A. According to press reports, the Palestinian resolution, which was drafted and presented hastily and without much prior coordination with the US and the EU, also called on the two sides to negotiate a two-state solution within a year. The big question was whether the Obama administration, which condemns the settlements, would break with traditional knee-jerk support for Israel and allow the resolution to pass. (As APN’s Lara Friedman notes this week in the NY Times, Obama alone among recent presidents has never done so.)
Yet the resolution was reportedly withdrawn on Sunday as quickly as it was proposed. Apparently, Washington and Brussels told the PLO leadership that now was not the time.
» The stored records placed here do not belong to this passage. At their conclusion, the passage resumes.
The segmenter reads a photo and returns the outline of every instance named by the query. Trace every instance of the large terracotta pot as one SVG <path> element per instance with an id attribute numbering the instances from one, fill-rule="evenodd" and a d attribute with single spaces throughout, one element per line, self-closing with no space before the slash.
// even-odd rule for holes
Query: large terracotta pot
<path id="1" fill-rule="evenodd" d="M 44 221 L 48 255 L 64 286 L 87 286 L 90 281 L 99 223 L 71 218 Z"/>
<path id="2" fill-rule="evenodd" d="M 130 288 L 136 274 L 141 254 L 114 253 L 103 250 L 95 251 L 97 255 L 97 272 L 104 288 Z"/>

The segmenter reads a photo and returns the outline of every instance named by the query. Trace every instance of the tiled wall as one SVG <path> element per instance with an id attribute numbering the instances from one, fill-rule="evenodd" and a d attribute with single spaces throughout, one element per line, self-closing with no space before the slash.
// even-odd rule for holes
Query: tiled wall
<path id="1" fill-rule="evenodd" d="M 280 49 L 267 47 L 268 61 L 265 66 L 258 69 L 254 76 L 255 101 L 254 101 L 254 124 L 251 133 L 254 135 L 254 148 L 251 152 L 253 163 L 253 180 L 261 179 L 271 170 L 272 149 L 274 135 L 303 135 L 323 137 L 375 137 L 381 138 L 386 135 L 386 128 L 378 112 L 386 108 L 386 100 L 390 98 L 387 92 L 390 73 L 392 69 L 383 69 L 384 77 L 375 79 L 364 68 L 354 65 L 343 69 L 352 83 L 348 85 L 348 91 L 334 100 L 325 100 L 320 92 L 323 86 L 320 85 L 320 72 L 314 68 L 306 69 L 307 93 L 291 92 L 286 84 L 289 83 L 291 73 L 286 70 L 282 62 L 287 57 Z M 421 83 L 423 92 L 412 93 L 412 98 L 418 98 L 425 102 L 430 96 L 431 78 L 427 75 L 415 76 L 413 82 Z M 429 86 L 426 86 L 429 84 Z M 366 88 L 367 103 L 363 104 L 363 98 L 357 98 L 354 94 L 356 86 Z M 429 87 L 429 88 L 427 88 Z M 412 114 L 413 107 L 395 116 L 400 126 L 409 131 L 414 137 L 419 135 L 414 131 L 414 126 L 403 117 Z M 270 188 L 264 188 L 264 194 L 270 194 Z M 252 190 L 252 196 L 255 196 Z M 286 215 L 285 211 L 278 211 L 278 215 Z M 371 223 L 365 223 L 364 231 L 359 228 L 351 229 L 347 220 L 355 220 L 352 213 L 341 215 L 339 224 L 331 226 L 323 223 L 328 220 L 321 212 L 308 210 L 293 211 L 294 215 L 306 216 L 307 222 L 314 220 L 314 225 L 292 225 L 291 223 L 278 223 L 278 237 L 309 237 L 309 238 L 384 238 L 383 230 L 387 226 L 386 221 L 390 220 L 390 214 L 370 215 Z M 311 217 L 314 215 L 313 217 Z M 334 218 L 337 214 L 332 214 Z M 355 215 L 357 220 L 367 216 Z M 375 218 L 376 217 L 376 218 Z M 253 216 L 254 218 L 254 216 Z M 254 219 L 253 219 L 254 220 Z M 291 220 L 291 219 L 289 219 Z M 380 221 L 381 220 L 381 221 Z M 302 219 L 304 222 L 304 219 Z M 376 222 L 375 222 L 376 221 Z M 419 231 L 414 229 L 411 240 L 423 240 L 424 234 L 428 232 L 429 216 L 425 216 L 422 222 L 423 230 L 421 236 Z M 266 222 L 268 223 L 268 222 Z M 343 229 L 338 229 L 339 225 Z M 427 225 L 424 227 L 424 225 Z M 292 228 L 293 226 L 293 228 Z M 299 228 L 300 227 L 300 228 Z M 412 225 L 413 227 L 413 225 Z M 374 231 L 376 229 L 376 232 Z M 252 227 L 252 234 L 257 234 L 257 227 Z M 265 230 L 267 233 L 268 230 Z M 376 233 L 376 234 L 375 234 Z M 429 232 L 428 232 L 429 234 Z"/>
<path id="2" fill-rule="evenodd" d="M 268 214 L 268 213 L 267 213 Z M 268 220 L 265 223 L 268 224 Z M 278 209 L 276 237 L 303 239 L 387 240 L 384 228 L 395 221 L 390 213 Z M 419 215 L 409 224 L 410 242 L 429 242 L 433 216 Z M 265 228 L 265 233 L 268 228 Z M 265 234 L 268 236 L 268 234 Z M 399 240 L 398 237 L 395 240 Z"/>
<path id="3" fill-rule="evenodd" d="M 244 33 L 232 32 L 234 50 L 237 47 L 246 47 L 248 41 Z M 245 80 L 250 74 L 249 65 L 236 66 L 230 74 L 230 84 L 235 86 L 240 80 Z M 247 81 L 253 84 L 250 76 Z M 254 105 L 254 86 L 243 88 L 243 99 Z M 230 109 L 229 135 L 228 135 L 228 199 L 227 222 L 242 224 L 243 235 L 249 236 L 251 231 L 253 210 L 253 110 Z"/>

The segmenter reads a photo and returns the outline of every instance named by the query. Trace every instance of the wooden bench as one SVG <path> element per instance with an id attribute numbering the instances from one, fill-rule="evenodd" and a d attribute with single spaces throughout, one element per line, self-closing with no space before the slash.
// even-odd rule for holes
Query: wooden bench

The French are still working on their UNSC resolution. The Obama administration is still debating whether to offer its own plan, and has no desire to create tensions with Israel that embarrass likely Democratic presidential candidate Hillary Clinton. Stay tuned for more developments.
The backdrop to the PLO move is the declining wave of Palestinian violence in the West Bank and political stagnation between Israelis and Palestinians. Accordingly, Palestinian leader Mahmoud Abbas apparently perceived a domestic need to be seen making a pro-active move. Abbas presumably knows that with or without a US green or yellow (abstention) light at the Security Council, nothing of consequence would in any case follow between Jerusalem and Ramallah.
One key venue that Abbas had his eye on as he planned to approach the UN is the Temple Mount, which is where the past six months of violence originated. Things have been relatively quiet there of late as Israel has kept right-wing MKs away, Jordan has installed closed-circuit monitoring cameras and Palestinian Authority security forces have worked closely with their Israeli counterparts. But Pesach is approaching, meaning that right wing Jewish Messianic extremists and Israeli Arab Islamists are more liable than usual to foment trouble on or about the Mount--just the atmosphere Abbas might have needed to generate support for his resolution at the UN Security Council.